In fact, it can be argued that a major paradigm shift toward a neo-structural perspective is now appearing in twenty-first-century medical sociology. This is seen in the greater emphasis upon structure in both theory and research that is stimulated by the need to acquire a more comprehensive understanding of the social causes of health and illness in contemporary society. Considerable work in medical sociology is evidence of this paradigm shift (see for example, Cockerham 2013a, 2013b; Hargrove 2018; Karlsen and Nazroo 2002; Lippert 2016; Mollborn and Lawrence 2018; Simons et al. 2019; G. Williams 2003). As the old gives way to the new in medical sociology, the field is headed toward a fundamentally different orientation than the one prevailing in the late twentieth century, requiring new theoretical orientations and the adaption of older ones to account for change.
We now know that the biomedical model is limited in its application to problems in living and behavioral models emphasizing the individual’s failure to connect with structural effects on health. However, hierarchical linear modeling can be used to investigate multiple levels of social life simultaneously and so new ways of explaining the causal effects of structure on health are likely to be forthcoming. Society does act back on individuals and, in doing so, affects their health, diseases, and mortality. This outcome needs to be more fully explained by medical sociologists in their future work.

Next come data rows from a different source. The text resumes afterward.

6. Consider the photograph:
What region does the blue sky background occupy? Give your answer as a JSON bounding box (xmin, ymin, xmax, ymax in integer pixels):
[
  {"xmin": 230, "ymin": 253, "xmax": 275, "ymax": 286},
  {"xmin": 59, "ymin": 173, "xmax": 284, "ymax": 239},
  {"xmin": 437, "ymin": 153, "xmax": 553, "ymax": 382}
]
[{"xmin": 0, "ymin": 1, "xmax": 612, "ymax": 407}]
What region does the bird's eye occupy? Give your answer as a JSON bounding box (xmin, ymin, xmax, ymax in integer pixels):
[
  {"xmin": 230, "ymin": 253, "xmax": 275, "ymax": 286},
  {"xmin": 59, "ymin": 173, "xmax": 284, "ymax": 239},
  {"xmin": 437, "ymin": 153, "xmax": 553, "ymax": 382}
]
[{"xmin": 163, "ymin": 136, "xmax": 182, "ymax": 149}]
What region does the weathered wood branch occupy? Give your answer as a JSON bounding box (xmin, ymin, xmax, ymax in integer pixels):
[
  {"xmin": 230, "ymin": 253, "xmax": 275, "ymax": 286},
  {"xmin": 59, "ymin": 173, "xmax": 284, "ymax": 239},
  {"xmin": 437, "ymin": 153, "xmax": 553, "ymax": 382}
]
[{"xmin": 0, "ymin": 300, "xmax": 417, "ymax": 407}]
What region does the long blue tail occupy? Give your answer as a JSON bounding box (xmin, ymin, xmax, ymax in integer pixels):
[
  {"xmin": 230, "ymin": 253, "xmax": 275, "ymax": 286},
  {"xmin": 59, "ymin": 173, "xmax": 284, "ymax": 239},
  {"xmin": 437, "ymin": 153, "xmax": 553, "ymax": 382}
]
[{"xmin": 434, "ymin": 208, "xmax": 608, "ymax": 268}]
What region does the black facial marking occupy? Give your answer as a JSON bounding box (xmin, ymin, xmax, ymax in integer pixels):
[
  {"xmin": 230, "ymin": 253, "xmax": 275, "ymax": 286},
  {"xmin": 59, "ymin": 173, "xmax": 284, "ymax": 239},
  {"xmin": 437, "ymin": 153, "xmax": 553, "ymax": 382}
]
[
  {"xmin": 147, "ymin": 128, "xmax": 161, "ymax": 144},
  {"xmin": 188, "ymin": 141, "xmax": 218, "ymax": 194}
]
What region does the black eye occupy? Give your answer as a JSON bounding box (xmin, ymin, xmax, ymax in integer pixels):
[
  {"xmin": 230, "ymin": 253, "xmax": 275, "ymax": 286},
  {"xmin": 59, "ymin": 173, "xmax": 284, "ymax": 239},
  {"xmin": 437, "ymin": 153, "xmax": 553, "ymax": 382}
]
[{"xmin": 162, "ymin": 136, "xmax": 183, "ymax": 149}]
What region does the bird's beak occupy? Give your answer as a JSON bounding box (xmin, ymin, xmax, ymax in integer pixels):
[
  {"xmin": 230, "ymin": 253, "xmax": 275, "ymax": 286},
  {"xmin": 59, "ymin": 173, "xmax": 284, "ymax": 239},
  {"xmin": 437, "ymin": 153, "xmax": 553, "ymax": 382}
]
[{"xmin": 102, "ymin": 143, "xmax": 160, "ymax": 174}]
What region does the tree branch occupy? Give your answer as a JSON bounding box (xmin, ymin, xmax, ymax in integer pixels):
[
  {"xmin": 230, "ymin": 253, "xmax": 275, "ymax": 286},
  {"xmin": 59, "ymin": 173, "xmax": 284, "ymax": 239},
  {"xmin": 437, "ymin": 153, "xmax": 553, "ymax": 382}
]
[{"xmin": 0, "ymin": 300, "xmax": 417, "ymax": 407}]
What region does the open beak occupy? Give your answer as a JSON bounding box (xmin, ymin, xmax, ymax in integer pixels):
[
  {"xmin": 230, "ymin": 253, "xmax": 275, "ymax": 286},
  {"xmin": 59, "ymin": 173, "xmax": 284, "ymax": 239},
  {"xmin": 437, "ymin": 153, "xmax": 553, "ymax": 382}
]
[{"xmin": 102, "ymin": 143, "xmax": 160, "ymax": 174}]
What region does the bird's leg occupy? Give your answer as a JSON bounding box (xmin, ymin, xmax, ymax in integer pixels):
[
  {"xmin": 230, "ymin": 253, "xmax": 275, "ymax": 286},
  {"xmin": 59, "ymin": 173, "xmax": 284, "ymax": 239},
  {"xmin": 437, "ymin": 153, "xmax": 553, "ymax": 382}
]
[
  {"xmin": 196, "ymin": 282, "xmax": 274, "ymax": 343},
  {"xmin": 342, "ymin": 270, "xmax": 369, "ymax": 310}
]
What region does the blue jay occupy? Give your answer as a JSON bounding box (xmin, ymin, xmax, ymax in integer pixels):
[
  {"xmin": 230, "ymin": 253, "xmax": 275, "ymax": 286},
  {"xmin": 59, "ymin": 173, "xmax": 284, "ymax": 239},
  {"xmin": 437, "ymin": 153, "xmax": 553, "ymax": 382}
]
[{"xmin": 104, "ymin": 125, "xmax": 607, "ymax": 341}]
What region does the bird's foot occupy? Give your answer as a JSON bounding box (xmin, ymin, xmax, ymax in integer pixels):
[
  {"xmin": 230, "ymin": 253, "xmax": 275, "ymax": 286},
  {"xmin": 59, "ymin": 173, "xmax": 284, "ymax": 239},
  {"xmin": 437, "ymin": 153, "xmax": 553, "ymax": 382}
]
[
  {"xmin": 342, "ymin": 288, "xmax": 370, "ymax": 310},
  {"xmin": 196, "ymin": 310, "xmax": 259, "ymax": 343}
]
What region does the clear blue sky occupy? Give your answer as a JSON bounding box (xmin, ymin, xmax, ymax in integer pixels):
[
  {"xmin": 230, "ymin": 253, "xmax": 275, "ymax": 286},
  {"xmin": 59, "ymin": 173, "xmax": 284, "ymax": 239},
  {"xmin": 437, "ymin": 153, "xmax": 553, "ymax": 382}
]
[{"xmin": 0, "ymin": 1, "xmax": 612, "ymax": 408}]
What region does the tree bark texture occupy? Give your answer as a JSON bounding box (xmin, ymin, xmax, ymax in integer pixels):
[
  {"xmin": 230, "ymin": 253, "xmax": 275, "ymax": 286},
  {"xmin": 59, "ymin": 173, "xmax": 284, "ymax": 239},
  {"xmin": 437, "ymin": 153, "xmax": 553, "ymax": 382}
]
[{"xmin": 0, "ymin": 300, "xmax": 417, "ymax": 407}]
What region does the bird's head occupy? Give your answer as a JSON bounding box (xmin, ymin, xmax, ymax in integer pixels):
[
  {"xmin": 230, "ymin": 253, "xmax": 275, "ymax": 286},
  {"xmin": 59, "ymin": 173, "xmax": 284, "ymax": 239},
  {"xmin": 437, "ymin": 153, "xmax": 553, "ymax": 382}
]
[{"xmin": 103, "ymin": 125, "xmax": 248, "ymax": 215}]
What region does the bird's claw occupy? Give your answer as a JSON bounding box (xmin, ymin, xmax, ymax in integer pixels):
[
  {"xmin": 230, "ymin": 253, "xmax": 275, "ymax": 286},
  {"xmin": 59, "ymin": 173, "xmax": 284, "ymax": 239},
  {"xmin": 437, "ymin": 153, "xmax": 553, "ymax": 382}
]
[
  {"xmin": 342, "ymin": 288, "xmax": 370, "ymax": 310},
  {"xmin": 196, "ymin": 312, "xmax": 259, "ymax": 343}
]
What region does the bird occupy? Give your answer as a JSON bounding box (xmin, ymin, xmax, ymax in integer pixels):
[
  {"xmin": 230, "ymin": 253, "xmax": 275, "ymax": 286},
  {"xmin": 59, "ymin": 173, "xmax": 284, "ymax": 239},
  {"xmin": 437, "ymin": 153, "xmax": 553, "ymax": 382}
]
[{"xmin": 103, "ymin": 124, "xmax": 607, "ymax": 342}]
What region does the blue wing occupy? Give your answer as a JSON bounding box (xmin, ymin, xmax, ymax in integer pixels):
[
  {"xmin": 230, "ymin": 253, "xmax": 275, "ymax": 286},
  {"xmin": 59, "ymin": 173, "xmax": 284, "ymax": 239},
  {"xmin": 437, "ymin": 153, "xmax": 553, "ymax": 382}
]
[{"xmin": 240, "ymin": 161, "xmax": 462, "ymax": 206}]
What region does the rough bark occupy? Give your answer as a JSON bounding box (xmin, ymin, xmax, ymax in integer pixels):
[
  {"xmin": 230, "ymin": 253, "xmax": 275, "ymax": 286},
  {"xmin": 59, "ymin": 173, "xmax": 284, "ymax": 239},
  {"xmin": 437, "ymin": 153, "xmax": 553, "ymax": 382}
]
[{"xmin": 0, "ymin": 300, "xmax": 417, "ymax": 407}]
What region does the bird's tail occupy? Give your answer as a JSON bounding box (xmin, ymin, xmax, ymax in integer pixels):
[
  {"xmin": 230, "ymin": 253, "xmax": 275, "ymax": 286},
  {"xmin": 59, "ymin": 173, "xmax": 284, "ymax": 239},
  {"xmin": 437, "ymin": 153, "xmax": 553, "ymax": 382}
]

This does not mean that micro-level methods and theories like symbolic interaction are obsolete. Quite the contrary, qualitative research provides some of the most insightful data available on social relationships and situations. It puts a human face on what would otherwise be only a narrative of numbers. However, a neo-structuralist approach, in turn, allows medical sociologists to more accurately measure the effects of structure on individuals and assess structure’s causal qualities. The fact that structure may be able to overwhelm the influence of agency or individual-directed action in some social situations does not negate the need to account for micro-level phenomena. The ultimate goal of medical sociology, and, for that matter, all of sociology, is an accurate assessment of social life at all levels, which is only possible by accounting for the interplay of the individual and society in empirical settings. By incorporating methods which span levels of social reality, the new medical sociology should be able to take the field to an even higher level of development. The next chapter will examine the current state of sociological theory in relation to the social causation thesis and the remainder of this book will explore the coming neo-structural component of the field by further examining the causal qualities of structure in relation to health and disease.
Critical Thinking Questions
1 Do you agree that society can make people sick? If so, how?
2 What is the key link in the social transmission of smoking?
3 What are the four stages of epidemiologic transmission theory?